Hi, I am relatively new to RNA-seq data analysis following the " Finding and quantifying new transcripts" tutorial (https://galaxyproject.org/tutorials/nt_rnaseq/). The transcriptomics study that I done was on the effects of a chemical on a Mycobacterial species. I uploaded the fasta and gtf file and followed closely to what the tutorial suggested. My Hisat2 summary was as follows:
HISAT2 summary stats:
Total pairs: 20863625
Aligned concordantly or discordantly 0 time: 3642143 (17.46%)
Aligned concordantly 1 time: 8046746 (38.57%)
Aligned concordantly >1 times: 9064704 (43.45%)
Aligned discordantly 1 time: 110032 (0.53%)
Total unpaired reads: 7284286
Aligned 0 time: 5004928 (68.71%)
Aligned 1 time: 931102 (12.78%)
Aligned >1 times: 1348256 (18.51%)
Overall alignment rate: 88.01%.
I followed up filtering only for quality reads (during filtering did not check for paired reads and paired reads mapped in proper pair), stringtie and stringtie merge to create a merged transcriptomics file as per the tutorial and followed up with featureCounts to determine the counts of my data. However, the summary for featureCounts for one of my datasets looked like this:
Status
Filtered LJ5 Control 1 BAM
Status
Filtered LJ5 Control 1 BAM
Assigned
1844744
Unassigned_Unmapped
0
Unassigned_MappingQuality
0
Unassigned_Chimera
7171
Unassigned_FragmentLength
0
Unassigned_Duplicate
0
Unassigned_MultiMapping
0
Unassigned_Secondary
0
Unassigned_NonSplit
0
Unassigned_NoFeatures
19955
Unassigned_Overlapping_Length
0
Unassigned_Ambiguity
7025997
with a high amount of reads unassigned due to ambiguity.
I followed the tutorial pretty strictly with regards to parameters to set for featureCounts except for strand specificity (I have half for either so unstranded). Please help if possible. Thank you.
The fasta and gtf files were downloaded from the shogun sequenced genome of the type strain of the Mycobacterium species ob BLAST assembly database. Most of the annotated proteins are hypothetical. I am unsure if this might have affected the results for featureCounts. I also only filtered for quality because I am interested in both functional gene and tRNA expression levels.

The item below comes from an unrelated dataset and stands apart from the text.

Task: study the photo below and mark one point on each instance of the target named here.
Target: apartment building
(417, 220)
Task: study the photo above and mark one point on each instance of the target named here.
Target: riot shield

I tried multi-mapping the reads and apparently featureCounts was able to align them. Parameters used are as follows:
|Alignment file|* 299: Filter SAM or BAM, output SAM or BAM on data 222: bam|
|Specify strand information|Unstranded|
|Gene annotation file|history|
|Gene annotation file|* 314: Merged Transcriptome (Mapped paired reads)|
|Output format|Gene-ID “\t” read-count (MultiQC/DESeq2/edgeR/limma-voom compatible)|
|Create gene-length file|False|
|pe_parameters||
|Count fragments instead of reads|-p|
|Check paired-end distance||
|Only allow fragments with both reads aligned|False|
|Exclude chimeric fragments|True|
|extended_parameters||
|GFF feature type filter|exon|
|GFF gene identifier|transcript_id|
|On feature level|False|
|Allow read to contribute to multiple features|True|
|Count multi-mapping reads/fragments|-M|
|Assign fractions to multimapping reads|False|
|Minimum mapping quality per read|0|
|Exon-exon junctions||
|Long reads|False|
|Count reads by read group|False|
|Largest overlap|False|
|Minimum bases of overlap|1|
|Minimum fraction (of read) overlapping a feature|0|
|Minimum fraction (of feature) overlapping a read|0|
|Read 5’ extension|0|
|Read 3’ extension|0|
|Reduce read to single position|Leave the read as it is|
|Only count primary alignments|False|
|Ignore reads marked as duplicate|False|
|Annotates the alignment file with ‘XS:Z:’-tags to described per read or read-pair the corresponding assigned feature(s).|False|
|Ignore unspliced alignments|False|
The summary output looks like this:
Status
Filtered LJ5 Control 1 BAM
Status
Filtered LJ5 Control 1 BAM
Assigned
7773515
Unassigned_Unmapped
0
Unassigned_MappingQuality
0
Unassigned_Chimera
0
Unassigned_FragmentLength
0
Unassigned_Duplicate
0
Unassigned_MultiMapping
0
Unassigned_Secondary
0
Unassigned_NonSplit
0
Unassigned_NoFeatures
24615
Unassigned_Overlapping_Length
0
Unassigned_Ambiguity
0
Please let me know if I input any parameters wrongly. While this would be an ideal result for me, the downstream DeSeq2 analysis would be gravely affected if I did anything wrongly with this analysis.